What do I mean when I say being is action?  I mean that the state of existing in time and space automatically indicates that we are in some state of activity.  Some examples of activity would be: lying down, reading a book, typing on the computer, standing in the living room, eating a banana, talking on the telephone, sleeping. Our idea of action and what it actually is, are somehow misaligned.

We generally associate the word “being” with existing which tends to connote images of breathing or some kind of simple stillness.  If we equate being with existence then we must look realistically at what it means to be existing.  It means we are “somewhere” and by default “engaged” in some activity.

I make a big deal about this point because we spend most of our time concerned with our “doings” which are really just our physical activities.  We are consistently preoccupied with what we wish we were doing, what we believe we should be doing, and finally, what we feel pressure from others to be doing.  Our mind entertains a concept of doing that is different than the reality of doing.
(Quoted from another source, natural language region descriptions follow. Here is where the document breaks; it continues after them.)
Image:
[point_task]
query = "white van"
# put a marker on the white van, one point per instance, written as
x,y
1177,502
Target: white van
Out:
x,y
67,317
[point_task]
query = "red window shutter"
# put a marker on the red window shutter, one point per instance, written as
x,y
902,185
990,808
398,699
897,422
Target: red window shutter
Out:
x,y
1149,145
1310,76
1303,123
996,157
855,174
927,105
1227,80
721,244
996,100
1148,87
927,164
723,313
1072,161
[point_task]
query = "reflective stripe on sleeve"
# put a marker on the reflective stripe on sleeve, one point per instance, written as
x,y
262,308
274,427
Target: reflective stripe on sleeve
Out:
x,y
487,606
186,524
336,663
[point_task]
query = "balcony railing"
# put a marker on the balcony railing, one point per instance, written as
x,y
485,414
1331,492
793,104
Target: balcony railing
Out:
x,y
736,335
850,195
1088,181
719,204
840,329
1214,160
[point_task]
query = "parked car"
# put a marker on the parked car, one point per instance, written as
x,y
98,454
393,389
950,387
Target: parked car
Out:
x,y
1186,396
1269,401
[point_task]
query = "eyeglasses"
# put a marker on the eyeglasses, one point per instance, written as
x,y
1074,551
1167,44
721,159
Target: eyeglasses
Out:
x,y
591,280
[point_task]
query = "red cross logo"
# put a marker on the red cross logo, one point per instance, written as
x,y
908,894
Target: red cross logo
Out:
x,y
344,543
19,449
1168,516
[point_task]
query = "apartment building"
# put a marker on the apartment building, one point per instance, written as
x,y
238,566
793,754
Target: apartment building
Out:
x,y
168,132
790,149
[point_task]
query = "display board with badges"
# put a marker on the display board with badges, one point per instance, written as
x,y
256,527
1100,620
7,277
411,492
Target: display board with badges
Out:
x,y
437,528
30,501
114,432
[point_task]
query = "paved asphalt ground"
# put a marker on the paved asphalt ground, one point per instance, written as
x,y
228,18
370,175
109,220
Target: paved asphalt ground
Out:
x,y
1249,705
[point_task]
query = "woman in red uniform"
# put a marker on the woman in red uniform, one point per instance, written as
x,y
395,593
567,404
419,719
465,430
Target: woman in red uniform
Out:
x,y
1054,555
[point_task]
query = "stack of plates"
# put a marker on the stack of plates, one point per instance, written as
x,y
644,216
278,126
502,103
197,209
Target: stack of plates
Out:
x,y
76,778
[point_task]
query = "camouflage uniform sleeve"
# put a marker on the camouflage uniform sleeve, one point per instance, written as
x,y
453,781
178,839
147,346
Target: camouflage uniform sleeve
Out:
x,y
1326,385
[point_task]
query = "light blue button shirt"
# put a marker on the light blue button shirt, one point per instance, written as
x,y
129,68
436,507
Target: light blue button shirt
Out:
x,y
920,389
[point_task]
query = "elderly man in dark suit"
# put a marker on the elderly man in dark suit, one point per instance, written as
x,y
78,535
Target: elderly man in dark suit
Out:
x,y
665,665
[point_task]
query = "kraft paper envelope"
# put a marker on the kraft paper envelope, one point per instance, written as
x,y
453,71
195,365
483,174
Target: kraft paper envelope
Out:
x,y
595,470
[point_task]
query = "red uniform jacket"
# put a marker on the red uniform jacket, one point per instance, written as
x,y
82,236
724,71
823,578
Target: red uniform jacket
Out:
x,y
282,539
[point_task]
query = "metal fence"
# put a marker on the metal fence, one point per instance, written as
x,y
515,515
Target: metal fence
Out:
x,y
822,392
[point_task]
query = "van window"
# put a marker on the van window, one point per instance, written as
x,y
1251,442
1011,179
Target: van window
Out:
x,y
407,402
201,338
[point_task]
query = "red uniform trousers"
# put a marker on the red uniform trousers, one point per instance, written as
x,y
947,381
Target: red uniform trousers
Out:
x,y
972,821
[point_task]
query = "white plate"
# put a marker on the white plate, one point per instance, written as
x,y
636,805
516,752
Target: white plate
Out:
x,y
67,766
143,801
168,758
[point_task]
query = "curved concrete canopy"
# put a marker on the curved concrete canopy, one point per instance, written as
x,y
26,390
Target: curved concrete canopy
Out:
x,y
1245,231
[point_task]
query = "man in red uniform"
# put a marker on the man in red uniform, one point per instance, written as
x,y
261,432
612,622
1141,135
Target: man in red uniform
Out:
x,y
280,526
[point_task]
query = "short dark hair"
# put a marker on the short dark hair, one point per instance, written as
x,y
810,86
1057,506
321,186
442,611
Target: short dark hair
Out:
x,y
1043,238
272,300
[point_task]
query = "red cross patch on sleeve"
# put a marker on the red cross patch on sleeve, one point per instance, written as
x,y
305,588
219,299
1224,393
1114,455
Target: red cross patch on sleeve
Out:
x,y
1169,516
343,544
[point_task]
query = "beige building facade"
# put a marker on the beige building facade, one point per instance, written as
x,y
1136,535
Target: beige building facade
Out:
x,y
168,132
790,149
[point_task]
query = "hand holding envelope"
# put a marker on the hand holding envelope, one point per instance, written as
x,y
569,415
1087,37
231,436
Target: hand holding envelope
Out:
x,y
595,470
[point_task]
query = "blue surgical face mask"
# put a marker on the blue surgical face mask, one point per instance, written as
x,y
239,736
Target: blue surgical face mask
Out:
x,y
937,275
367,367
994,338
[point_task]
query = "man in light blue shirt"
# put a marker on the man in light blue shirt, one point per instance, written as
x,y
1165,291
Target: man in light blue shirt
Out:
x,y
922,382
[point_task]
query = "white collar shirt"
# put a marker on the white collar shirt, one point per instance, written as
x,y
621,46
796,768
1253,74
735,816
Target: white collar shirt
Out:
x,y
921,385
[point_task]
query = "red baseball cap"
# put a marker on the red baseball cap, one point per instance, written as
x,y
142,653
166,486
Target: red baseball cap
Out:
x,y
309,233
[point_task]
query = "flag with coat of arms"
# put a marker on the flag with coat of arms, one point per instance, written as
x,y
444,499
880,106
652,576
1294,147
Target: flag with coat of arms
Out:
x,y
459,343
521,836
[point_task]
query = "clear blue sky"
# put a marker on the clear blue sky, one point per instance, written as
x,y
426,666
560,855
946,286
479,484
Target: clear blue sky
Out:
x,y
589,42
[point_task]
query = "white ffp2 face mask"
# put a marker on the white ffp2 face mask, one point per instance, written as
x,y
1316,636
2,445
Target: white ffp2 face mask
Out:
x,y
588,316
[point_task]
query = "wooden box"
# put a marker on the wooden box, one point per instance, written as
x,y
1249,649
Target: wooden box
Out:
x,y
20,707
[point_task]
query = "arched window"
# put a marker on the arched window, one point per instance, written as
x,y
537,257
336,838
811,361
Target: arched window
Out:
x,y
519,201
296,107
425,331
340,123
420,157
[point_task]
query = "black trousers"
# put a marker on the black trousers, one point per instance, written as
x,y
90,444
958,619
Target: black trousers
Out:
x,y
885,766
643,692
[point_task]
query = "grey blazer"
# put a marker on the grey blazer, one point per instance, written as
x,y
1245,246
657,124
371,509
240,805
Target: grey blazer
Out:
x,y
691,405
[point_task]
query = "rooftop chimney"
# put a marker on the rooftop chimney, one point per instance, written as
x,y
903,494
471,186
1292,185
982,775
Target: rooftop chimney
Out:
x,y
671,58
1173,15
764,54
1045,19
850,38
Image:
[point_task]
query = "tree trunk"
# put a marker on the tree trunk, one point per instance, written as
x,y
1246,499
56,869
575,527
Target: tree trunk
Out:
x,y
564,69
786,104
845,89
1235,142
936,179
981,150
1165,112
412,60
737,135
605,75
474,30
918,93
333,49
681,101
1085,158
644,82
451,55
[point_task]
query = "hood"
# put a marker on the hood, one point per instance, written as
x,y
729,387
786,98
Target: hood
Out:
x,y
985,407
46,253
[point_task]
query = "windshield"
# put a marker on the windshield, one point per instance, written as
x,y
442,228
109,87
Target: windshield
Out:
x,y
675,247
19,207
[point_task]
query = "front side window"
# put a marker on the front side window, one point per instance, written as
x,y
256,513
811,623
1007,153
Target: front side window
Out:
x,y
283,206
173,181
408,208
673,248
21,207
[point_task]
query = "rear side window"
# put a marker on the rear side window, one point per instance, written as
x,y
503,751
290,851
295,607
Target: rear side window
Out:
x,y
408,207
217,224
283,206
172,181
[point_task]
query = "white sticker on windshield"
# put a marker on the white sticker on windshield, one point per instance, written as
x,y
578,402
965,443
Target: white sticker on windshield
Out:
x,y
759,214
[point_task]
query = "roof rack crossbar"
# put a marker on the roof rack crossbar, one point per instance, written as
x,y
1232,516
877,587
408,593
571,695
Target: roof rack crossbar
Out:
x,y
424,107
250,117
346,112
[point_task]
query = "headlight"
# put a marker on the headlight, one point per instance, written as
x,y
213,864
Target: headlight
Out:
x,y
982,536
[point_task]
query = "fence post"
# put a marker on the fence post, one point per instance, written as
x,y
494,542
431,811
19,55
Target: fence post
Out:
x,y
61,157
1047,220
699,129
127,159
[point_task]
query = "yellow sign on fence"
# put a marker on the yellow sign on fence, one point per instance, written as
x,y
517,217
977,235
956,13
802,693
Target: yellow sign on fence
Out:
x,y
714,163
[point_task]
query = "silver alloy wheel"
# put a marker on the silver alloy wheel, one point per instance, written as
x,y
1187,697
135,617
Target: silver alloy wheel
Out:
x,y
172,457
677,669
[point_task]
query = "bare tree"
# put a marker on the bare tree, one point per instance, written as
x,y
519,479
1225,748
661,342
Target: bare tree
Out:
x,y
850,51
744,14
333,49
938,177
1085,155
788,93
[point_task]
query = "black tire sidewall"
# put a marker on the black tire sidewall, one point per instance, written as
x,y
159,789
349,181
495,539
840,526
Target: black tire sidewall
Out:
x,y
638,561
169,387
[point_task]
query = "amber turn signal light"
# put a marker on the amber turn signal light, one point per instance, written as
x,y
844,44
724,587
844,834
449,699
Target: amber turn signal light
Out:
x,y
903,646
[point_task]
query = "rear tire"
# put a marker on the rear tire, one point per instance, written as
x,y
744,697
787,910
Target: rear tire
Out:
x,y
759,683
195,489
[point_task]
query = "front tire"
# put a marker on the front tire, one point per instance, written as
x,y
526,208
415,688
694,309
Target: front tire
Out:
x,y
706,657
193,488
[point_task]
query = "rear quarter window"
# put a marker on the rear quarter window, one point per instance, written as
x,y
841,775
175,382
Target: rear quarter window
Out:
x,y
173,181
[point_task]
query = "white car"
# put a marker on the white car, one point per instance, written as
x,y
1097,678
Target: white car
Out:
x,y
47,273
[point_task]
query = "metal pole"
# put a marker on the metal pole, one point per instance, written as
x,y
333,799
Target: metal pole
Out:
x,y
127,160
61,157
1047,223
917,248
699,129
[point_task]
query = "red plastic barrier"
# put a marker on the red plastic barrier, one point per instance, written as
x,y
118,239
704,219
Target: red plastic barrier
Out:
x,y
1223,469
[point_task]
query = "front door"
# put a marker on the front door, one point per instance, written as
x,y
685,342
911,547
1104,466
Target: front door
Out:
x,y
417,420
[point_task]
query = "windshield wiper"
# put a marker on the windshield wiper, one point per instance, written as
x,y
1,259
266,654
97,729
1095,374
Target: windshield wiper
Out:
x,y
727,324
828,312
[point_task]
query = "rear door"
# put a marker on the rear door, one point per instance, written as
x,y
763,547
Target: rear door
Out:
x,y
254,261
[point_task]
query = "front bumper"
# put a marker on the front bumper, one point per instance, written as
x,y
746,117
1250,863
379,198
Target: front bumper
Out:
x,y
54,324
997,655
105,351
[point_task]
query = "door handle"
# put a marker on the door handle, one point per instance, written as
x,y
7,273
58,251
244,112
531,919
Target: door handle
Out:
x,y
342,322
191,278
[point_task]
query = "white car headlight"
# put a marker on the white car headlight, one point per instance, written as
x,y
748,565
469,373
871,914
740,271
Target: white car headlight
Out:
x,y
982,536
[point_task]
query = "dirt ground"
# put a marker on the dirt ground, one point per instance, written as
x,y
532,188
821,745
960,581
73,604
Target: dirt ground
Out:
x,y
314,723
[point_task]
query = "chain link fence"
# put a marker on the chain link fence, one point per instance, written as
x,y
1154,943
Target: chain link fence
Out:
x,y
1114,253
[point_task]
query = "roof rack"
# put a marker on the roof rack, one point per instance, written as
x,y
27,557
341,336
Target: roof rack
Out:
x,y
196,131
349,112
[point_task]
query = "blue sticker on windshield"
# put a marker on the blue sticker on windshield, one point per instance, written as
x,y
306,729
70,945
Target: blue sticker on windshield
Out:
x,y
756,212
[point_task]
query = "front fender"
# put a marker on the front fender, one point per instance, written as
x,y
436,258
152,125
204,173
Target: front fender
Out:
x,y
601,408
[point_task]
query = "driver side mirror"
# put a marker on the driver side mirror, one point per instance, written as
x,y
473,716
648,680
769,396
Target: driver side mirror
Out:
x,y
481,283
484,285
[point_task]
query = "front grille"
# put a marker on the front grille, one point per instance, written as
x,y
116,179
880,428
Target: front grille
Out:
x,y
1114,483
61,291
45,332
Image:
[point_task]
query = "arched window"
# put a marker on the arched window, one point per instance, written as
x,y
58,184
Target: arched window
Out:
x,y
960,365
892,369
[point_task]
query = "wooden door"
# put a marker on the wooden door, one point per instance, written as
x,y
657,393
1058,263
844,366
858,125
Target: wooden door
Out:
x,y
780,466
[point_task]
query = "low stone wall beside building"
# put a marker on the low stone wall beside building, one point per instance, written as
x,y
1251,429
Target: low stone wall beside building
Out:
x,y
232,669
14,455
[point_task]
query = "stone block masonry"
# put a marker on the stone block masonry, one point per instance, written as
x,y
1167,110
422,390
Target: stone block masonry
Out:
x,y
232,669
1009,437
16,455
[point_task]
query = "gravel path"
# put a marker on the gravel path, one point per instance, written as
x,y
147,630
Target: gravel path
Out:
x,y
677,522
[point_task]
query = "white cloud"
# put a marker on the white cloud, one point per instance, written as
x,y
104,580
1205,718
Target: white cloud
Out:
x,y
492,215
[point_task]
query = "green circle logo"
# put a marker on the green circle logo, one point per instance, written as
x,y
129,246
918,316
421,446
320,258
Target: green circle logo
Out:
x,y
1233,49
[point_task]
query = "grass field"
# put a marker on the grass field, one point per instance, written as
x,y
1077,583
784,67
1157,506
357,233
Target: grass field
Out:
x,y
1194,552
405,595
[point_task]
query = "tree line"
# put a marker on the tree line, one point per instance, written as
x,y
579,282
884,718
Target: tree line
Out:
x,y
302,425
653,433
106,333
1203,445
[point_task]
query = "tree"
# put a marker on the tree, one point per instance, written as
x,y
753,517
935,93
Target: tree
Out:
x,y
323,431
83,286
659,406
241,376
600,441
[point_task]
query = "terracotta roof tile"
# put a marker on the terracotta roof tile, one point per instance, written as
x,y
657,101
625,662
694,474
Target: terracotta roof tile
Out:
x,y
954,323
My practice revolves around the fact that if we are in some activity (whatever it happens to be for any given moment), then for that moment that is the only action we can be in, until and if we move out of it.  Because we spend a lot of time feeling pressure to do things a certain way, unless we actually are, we cannot.  This is because we only have one body to operate with, and if it is busy with what it is already doing, then that means it is physically impossible for us to do the thing our mind wants us to be doing.  I find this a crucial point being that we spend so much of our time victimized by the internal and external pressure to be managing our life differently than we do.  We can each only do the thing we are already doing in each moment, because when we check in with ourself we see that we are just there in the space, doing it. Being, therefore, is doing, and vice versa.

For me, the knowledge that being is action is grounding in the sense that it reminds us that the concept of doing in our mind is only an idea because what we are actually doing in each moment happens before we get there with our awareness, and is irrefutable, once it is happening.  To repeat, if we are alive, then we are always automatically in some physical activity.  If that action happens to jive with what we wish to be doing then all is well, but if it does not then we must concede to what I call our “physical reality” which ultimately defines our behavior, whether we approve of it or not.